Говорить пришлось не только с ним, но и с другими офицерами, заглянувшими “на огонёк” к скромному прапорщику. Среди них оказался любимец Непенина, капитан второго ранга Ренгартен.
– Что ж вы, Иван Иванович, – адмирал, кряхтя, присел напротив звезды радиотехнической разведки Балтийского флота, – совсем решили добить меня, старика. Чем же это я вам не угодил?
Ренгартен был бледен и напряжён, но голову не опускал и глаза не прятал.
– Мне не в чем перед Вами оправдываться, Адриан Иванович. Я никогда не скрывал свои взгляды и своё недовольство текущим положением дел в нашем богоспасаемом Отечестве. Единственное, о чем вы не знали, что давно, со времени позорного японского плена, я не только глубоко сочувствую революционному движению в России, но и считаю своим долгом всемерно помогать ему, если это не противоречит чести офицера. Не узнали бы и на этот раз, не заявись я домой к Гарфильду.
– Позвольте, голубчик, а какая же нужда заставила вас нарушить конспирацию?
– Я должен был лично сообщить Гарфильду, что отказываюсь выполнять задание ревкома и не буду передавать радиограмму или способствовать радиопередаче о выходе эскадры из базы.
– Да-а-а-а, дела-а-а, не ожидал, – протянул адмирал задумчиво, удивленно подняв брови.
– Что вы не ожидали?
– Удивлен я, что дело революции требует передавать кому-то информацию о перемещениях Балтийского флота.
– Вот и мне тоже это показалось подозрительным, – вздохнул Ренгартен и отвернулся. – Куда меня сейчас, в “Охранку”?
– Господь с вами, голубчик, – Непенин тяжело поднялся на ноги и подошёл к иллюминатору, за которым в вечерней мгле слабо проступали обводы боевых кораблей, – здесь нет жандармов, наш разговор полностью приватный и главное – мы с вами в одной лодке.
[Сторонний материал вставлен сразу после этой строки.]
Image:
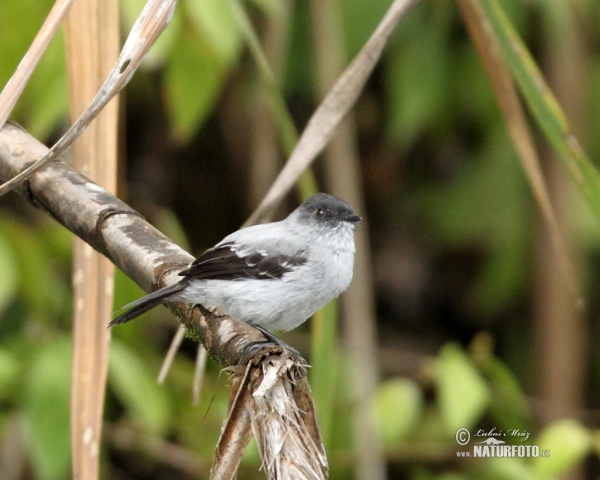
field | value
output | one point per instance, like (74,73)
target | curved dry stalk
(332,110)
(155,17)
(516,121)
(148,257)
(16,84)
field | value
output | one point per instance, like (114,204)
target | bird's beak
(353,218)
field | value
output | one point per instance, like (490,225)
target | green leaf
(508,404)
(46,410)
(463,395)
(543,105)
(417,87)
(193,80)
(567,443)
(325,360)
(398,407)
(216,22)
(8,273)
(9,370)
(146,402)
(504,469)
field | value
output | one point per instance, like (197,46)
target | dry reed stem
(155,17)
(332,110)
(92,41)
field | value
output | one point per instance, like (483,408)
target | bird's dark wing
(228,262)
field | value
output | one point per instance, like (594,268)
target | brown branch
(117,231)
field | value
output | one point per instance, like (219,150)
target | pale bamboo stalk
(155,17)
(332,110)
(92,40)
(342,165)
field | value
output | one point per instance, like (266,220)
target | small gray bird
(274,275)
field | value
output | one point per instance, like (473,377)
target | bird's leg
(273,339)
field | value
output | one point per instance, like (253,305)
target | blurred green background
(477,327)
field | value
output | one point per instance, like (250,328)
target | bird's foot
(275,340)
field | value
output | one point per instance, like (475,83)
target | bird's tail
(142,305)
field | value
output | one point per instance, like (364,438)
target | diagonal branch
(117,231)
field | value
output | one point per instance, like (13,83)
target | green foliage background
(442,182)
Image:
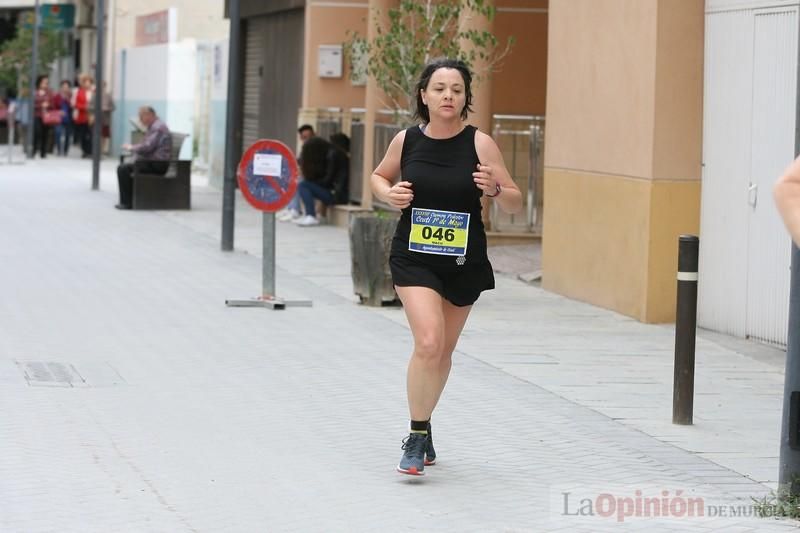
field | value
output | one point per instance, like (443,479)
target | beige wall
(600,79)
(328,24)
(678,134)
(197,19)
(520,85)
(622,150)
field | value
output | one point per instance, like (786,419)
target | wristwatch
(499,190)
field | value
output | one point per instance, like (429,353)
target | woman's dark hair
(313,158)
(425,79)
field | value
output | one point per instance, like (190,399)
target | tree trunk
(370,244)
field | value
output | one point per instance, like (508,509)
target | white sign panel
(267,164)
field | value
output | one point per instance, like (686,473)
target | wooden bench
(169,191)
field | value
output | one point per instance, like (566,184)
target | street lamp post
(234,86)
(34,74)
(97,130)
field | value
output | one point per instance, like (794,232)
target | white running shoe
(307,221)
(287,214)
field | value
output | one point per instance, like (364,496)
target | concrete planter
(370,243)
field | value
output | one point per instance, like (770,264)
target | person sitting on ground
(324,167)
(152,155)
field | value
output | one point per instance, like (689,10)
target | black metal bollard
(789,474)
(685,329)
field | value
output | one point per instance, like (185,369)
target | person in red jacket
(42,103)
(82,117)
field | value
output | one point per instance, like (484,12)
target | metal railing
(521,141)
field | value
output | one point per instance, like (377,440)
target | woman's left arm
(492,176)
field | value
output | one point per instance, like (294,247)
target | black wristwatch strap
(499,190)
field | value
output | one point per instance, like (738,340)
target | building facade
(635,106)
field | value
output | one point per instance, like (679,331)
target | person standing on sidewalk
(82,117)
(438,257)
(64,130)
(42,103)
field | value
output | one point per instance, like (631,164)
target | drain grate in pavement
(51,374)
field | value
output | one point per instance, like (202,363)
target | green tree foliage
(17,54)
(418,31)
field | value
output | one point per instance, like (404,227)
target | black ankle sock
(419,426)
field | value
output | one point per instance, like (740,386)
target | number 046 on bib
(438,232)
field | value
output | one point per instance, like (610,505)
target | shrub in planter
(370,244)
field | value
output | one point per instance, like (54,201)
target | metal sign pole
(267,178)
(268,261)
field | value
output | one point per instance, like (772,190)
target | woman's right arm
(398,194)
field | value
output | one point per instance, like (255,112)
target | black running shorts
(459,285)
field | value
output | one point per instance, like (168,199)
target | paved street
(132,399)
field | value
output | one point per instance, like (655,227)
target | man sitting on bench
(152,155)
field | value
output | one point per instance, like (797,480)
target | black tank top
(440,171)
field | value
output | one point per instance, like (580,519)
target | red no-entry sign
(268,175)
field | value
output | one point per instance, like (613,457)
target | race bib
(438,232)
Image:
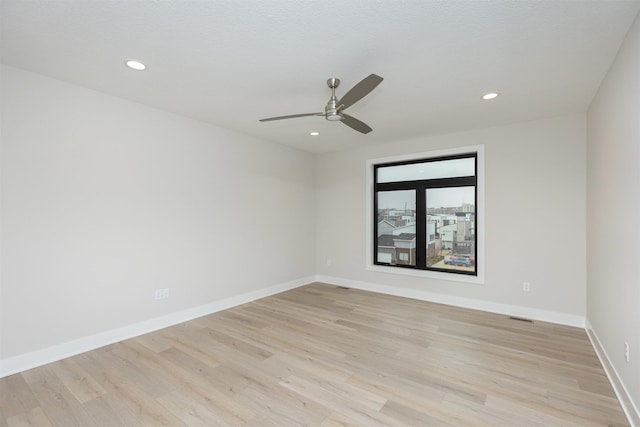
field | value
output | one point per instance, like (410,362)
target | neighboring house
(397,249)
(385,227)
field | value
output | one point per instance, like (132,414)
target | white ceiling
(232,62)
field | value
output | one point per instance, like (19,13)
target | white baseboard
(492,307)
(54,353)
(628,405)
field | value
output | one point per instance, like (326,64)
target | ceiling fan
(334,110)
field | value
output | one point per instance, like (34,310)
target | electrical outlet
(626,351)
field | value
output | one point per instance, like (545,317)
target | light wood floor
(321,355)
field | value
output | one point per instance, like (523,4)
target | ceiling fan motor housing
(331,110)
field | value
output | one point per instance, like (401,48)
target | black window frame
(420,187)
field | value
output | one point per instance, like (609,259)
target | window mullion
(421,227)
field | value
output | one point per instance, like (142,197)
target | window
(424,214)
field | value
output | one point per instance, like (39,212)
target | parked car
(459,261)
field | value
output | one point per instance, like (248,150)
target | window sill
(476,280)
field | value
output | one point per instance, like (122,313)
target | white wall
(105,200)
(613,218)
(533,170)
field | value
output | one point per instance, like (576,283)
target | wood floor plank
(322,355)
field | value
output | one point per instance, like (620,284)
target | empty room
(319,213)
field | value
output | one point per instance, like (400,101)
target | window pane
(396,240)
(451,238)
(427,170)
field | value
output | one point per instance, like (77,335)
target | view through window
(425,214)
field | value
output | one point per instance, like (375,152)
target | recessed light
(135,65)
(491,95)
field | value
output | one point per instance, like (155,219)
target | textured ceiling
(232,62)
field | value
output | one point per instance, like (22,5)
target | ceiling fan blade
(293,116)
(355,124)
(360,90)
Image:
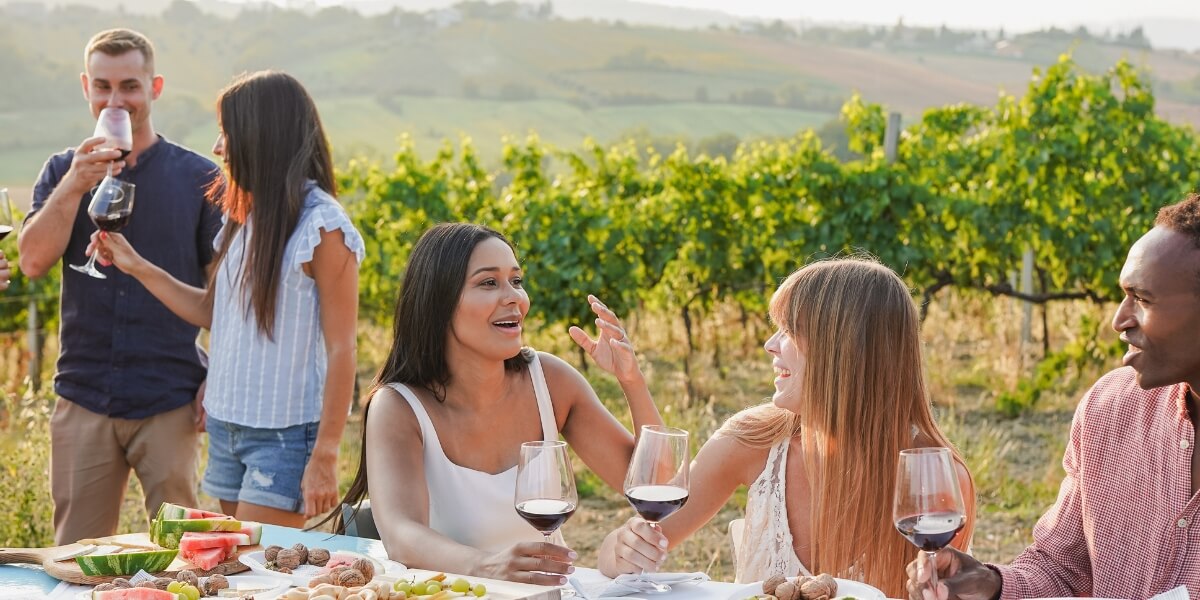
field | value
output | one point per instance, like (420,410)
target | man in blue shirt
(129,372)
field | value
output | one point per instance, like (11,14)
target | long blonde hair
(863,401)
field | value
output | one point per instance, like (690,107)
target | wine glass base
(88,269)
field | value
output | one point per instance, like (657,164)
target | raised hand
(89,166)
(959,576)
(611,351)
(115,250)
(634,547)
(529,562)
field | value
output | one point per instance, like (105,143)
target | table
(31,582)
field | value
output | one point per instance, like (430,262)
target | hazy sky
(1015,15)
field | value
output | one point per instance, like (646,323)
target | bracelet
(1001,588)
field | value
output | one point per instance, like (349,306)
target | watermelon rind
(126,563)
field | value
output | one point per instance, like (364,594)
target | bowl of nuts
(309,567)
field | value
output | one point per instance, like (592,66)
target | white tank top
(766,547)
(471,507)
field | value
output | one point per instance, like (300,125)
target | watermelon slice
(168,510)
(126,563)
(192,541)
(208,558)
(136,594)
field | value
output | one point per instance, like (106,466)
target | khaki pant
(90,461)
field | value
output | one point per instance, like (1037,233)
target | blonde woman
(820,459)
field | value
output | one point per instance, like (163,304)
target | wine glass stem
(933,574)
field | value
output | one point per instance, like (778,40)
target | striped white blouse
(256,382)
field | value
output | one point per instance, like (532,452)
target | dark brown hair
(436,274)
(274,144)
(115,42)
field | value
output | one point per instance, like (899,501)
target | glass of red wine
(545,496)
(657,480)
(111,207)
(115,127)
(928,508)
(6,222)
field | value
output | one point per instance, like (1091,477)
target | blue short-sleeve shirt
(123,353)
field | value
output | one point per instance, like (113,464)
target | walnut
(303,551)
(214,583)
(287,558)
(768,587)
(365,567)
(318,557)
(351,577)
(321,579)
(814,588)
(787,591)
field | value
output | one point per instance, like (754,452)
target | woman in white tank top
(456,399)
(820,460)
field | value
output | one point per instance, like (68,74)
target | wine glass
(657,480)
(111,207)
(115,127)
(545,495)
(6,222)
(928,508)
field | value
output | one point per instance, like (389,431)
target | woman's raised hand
(635,547)
(114,250)
(529,562)
(611,351)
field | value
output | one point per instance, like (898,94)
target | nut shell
(214,583)
(787,591)
(303,551)
(351,577)
(365,567)
(318,557)
(768,587)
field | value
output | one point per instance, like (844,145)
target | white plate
(303,574)
(845,588)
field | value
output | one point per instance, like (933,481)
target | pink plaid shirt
(1123,521)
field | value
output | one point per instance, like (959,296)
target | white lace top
(766,546)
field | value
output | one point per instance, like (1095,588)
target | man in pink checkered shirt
(1126,511)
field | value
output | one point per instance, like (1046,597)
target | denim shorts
(258,466)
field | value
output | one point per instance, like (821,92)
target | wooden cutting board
(69,570)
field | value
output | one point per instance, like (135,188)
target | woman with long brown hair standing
(281,303)
(820,460)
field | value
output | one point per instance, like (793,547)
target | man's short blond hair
(115,42)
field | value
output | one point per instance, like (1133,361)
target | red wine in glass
(545,515)
(928,507)
(657,481)
(655,503)
(6,223)
(931,532)
(111,208)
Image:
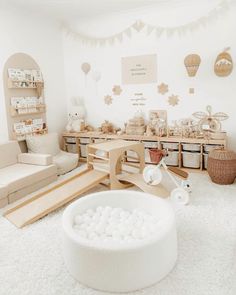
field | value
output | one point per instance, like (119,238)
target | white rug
(31,261)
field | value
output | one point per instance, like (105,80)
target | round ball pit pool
(121,267)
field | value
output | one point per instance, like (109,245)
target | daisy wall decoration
(108,100)
(116,90)
(163,88)
(173,100)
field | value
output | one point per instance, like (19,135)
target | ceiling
(70,10)
(73,10)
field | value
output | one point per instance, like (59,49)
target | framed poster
(140,69)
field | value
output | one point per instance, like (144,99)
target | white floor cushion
(65,162)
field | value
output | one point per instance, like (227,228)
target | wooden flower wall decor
(116,90)
(173,100)
(192,63)
(108,100)
(163,88)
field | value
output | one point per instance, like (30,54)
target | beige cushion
(44,144)
(35,159)
(3,191)
(8,153)
(65,162)
(18,176)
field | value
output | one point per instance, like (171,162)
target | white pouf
(121,267)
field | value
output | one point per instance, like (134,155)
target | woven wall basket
(222,166)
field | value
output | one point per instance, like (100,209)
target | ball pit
(128,255)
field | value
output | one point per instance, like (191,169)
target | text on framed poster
(139,69)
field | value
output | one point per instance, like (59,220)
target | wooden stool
(112,152)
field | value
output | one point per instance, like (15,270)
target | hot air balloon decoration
(192,63)
(223,64)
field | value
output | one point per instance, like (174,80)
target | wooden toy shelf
(24,135)
(196,159)
(17,84)
(24,98)
(40,109)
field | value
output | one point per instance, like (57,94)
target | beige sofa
(21,173)
(49,144)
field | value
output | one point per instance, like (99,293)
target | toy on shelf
(153,177)
(174,130)
(157,123)
(77,112)
(136,125)
(107,127)
(189,128)
(210,122)
(192,63)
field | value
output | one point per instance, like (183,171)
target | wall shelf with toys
(29,110)
(24,98)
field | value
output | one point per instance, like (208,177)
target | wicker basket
(172,158)
(155,155)
(221,166)
(191,160)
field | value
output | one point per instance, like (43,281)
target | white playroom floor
(31,260)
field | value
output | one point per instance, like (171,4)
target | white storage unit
(147,156)
(72,148)
(98,140)
(209,147)
(83,150)
(70,140)
(85,140)
(171,145)
(150,144)
(131,156)
(172,159)
(191,147)
(191,160)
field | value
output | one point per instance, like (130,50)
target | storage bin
(150,144)
(147,156)
(131,155)
(172,159)
(170,145)
(83,150)
(191,160)
(205,160)
(70,139)
(85,140)
(210,147)
(98,140)
(192,147)
(72,148)
(222,166)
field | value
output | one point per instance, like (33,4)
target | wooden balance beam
(43,203)
(137,179)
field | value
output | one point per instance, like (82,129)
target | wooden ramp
(137,179)
(43,203)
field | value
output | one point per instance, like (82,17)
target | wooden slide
(43,203)
(137,179)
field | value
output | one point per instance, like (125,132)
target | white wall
(41,38)
(208,42)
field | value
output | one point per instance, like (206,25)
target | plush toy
(76,115)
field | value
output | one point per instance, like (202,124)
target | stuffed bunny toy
(76,115)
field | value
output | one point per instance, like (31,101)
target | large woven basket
(155,155)
(221,166)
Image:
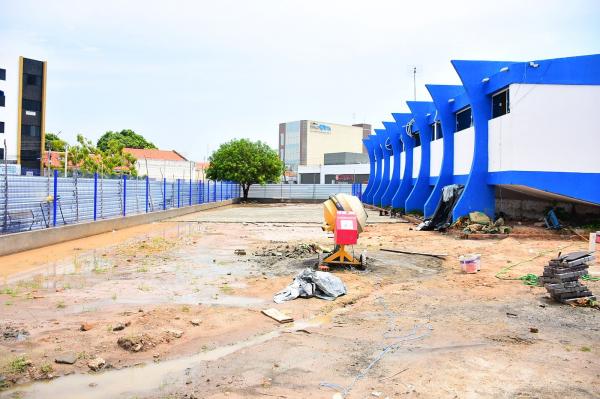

Да-да, не смотрите так удивленно. Среди документов, изъятых у Гарфильда, обнаружены списки офицеров, подлежащих ликвидации. Так вот, ваша фамилия во втором списке, на почётном месте рядом с генерал-майором Бубновым.[29]
По внешне невозмутимому лицу Ренгартена пробежала тень.
– Да-да, дражайший Иван Иванович, – Непенин вернулся к столу и навис над капитаном, уперев кулаки в столешницу, – делу революции, как видите, крайне необходимо, чтобы вы перестали существовать. Очевидно не только я, но и вы мешаете торжеству народной демократии.
– Это какая-то ошибка, – бесстрастно глядя перед собой, выдавил Ренгартен.
– Да всё, что сейчас происходит, одна большая ошибка, – раздраженно бросил Непенин, – начиная со списка неотложных дел самого Гарфильда, где один из первых пунктов – проникновение на штабной корабль “Кречет”, похищение журнала учета оперативной информации и кальки минных позиций![30] Наверно они здорово помогут в борьбе за права рабочих… Или это тоже ошибка? Не отвечайте – вопрос риторический.
Лицо Ренгартена окаменело. Он смотрел перед собой так же бесстрастно, как и пять минут назад, и только желваки, ходящие туда-сюда под бледной кожей, выдавали душевные страдания.
– Иван Иванович, – обреченно произнес адмирал, – один очень интересный и неоднозначный человек недавно познакомил меня с цитатой британского писателя Томаса Карлейля: “Всякую революцию задумывают романтики, осуществляют фанатики, а пользуются её плодами отпетые негодяи.” Предполагаю, что и русская революция не будет исключением. Я не собираюсь в чем-либо убеждать вас и, упаси Бог, не требую изменять вашим идеалам. Просто вы должны знать, с кем собираетесь поднимать красное знамя над Балтийским морем.